O Rei da Chama Sagrada de Guerra dos Tronos A cenoura foi colocada na balança. 2537 palavras 2026-01-30 08:14:11

Marguerite sabia, é claro, que o “Paxtor” mencionado por sua avó era o Senhor da Ilha das Sombras, o Conde Paxtor Redwyn. Esse homem estava, naquele momento, comandando a frota da Ilha das Sombras para bloquear Ponta Tempestade pelo mar.

Agora ela não tinha mais dúvidas e, compreendendo, disse: “Então é por isso que o ‘Cavaleiro da Cebola’, Davos, conseguiu fazer seu navio de contrabando entrar no porto de Ponta Tempestade. O Conde Paxtor fez isso de propósito...”

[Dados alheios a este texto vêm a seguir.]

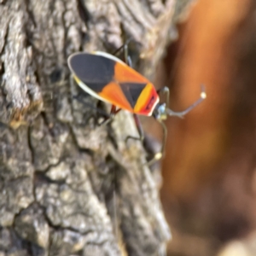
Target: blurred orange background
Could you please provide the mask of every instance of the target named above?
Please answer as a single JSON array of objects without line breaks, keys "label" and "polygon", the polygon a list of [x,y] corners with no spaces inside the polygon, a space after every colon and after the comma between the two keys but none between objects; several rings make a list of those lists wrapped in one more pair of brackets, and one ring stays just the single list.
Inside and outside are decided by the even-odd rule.
[{"label": "blurred orange background", "polygon": [[166,121],[168,255],[256,255],[256,3],[199,0],[178,32],[157,86],[170,87],[172,110],[193,103],[201,84],[207,98]]}]

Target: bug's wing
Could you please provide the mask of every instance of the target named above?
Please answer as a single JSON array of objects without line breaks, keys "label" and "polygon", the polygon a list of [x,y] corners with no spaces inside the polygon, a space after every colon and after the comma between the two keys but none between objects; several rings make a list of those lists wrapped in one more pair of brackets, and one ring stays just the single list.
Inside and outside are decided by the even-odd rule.
[{"label": "bug's wing", "polygon": [[114,79],[133,109],[133,113],[151,115],[159,102],[159,96],[154,86],[143,75],[122,63],[114,67]]},{"label": "bug's wing", "polygon": [[76,53],[68,66],[80,87],[90,95],[128,111],[150,115],[158,102],[149,81],[112,55]]},{"label": "bug's wing", "polygon": [[99,93],[113,80],[114,61],[88,53],[75,53],[68,58],[68,66],[77,79]]}]

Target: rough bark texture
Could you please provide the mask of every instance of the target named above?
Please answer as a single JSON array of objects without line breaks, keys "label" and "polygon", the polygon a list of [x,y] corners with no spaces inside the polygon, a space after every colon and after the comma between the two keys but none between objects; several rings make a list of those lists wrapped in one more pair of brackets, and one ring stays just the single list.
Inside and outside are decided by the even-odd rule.
[{"label": "rough bark texture", "polygon": [[152,75],[189,1],[176,15],[176,1],[163,2],[0,1],[1,256],[164,254],[160,176],[140,143],[125,143],[137,135],[131,114],[97,126],[67,66],[73,52],[131,38]]}]

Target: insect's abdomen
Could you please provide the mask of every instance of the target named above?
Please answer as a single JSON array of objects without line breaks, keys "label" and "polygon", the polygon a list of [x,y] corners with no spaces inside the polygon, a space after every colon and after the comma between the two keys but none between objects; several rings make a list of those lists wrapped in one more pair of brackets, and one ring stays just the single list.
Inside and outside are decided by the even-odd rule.
[{"label": "insect's abdomen", "polygon": [[114,56],[102,54],[77,53],[69,57],[69,67],[80,87],[120,108],[151,115],[159,102],[154,85]]}]

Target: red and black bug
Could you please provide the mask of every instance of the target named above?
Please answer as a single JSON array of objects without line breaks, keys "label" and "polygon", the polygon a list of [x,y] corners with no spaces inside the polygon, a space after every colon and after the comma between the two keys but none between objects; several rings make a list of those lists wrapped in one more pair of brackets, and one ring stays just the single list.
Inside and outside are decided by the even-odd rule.
[{"label": "red and black bug", "polygon": [[[126,49],[125,44],[125,49]],[[126,63],[131,63],[127,54],[125,61]],[[149,80],[126,63],[113,55],[101,51],[78,52],[68,58],[68,67],[77,84],[96,98],[112,104],[112,118],[121,109],[133,113],[139,139],[143,139],[143,131],[138,114],[153,116],[160,123],[163,128],[163,143],[160,152],[153,159],[154,161],[164,155],[167,131],[163,120],[168,115],[183,117],[200,104],[207,97],[207,94],[202,87],[201,97],[194,104],[184,111],[174,112],[168,108],[169,89],[164,87],[156,91]],[[159,97],[160,92],[166,95],[166,102],[162,103]]]}]

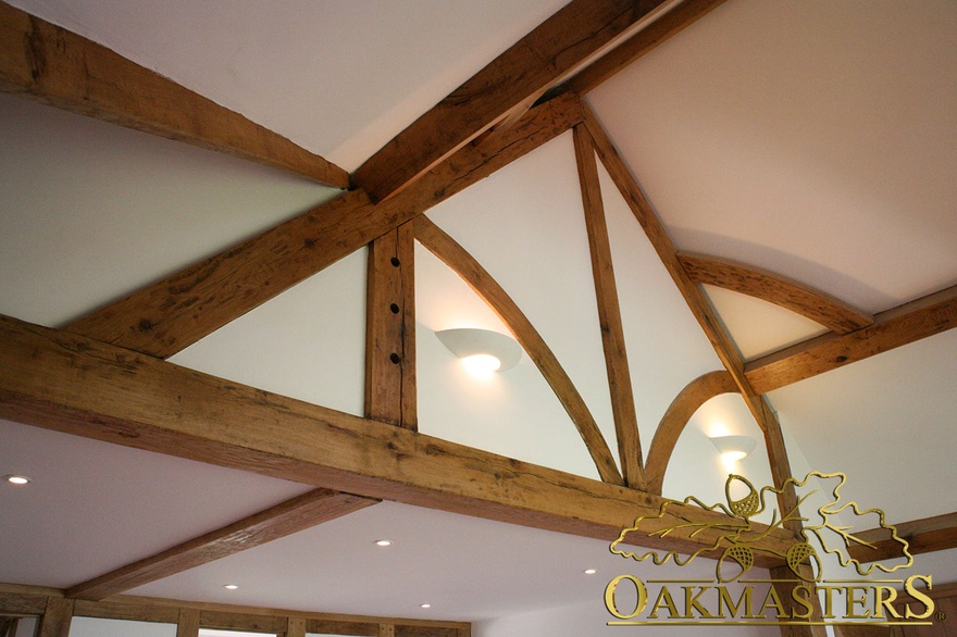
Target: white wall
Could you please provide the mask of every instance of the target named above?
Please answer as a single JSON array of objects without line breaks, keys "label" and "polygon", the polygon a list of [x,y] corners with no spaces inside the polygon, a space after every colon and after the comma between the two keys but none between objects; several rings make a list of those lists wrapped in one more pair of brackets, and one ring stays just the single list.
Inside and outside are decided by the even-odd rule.
[{"label": "white wall", "polygon": [[[529,635],[549,635],[551,637],[610,637],[621,636],[620,627],[606,623],[612,619],[599,603],[589,602],[547,611],[510,615],[472,624],[472,637],[527,637]],[[685,635],[733,635],[735,637],[758,637],[780,635],[772,626],[669,626],[668,637]]]},{"label": "white wall", "polygon": [[176,637],[176,624],[73,617],[70,637]]}]

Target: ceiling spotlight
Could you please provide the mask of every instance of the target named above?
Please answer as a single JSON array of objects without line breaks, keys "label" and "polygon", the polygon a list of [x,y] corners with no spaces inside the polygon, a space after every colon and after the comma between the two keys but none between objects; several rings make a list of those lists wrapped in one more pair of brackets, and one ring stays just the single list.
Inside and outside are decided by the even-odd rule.
[{"label": "ceiling spotlight", "polygon": [[755,450],[757,441],[750,436],[719,436],[711,438],[714,448],[721,453],[724,464],[731,464],[744,460],[747,454]]},{"label": "ceiling spotlight", "polygon": [[477,376],[511,370],[522,359],[522,346],[512,337],[490,329],[444,329],[435,336]]}]

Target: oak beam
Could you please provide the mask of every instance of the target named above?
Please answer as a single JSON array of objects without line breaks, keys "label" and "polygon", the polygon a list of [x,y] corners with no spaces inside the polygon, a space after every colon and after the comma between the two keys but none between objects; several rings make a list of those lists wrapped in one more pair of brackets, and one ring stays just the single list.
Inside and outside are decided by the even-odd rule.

“Exatamente.” Senhora Olena confirmou a suposição da neta e continuou: “Naquela época, quando Ponta Tempestade resistia ao cerco por tanto tempo, Randyll Tarly aconselhou seu pai a deixar um pequeno exército mantendo o cerco e levar o grosso das forças do Domínio para o norte, unindo-se ao exército real para enfrentar juntos os rebeldes.

Mas o tolo do ‘Grande Peixe Inflado’ ou confiava demais no exército real, ou não queria que suas próprias tropas enfrentassem os rebeldes de frente, pois nunca aceitou marchar para o norte, preferindo continuar obcecado com aquele maldito castelo.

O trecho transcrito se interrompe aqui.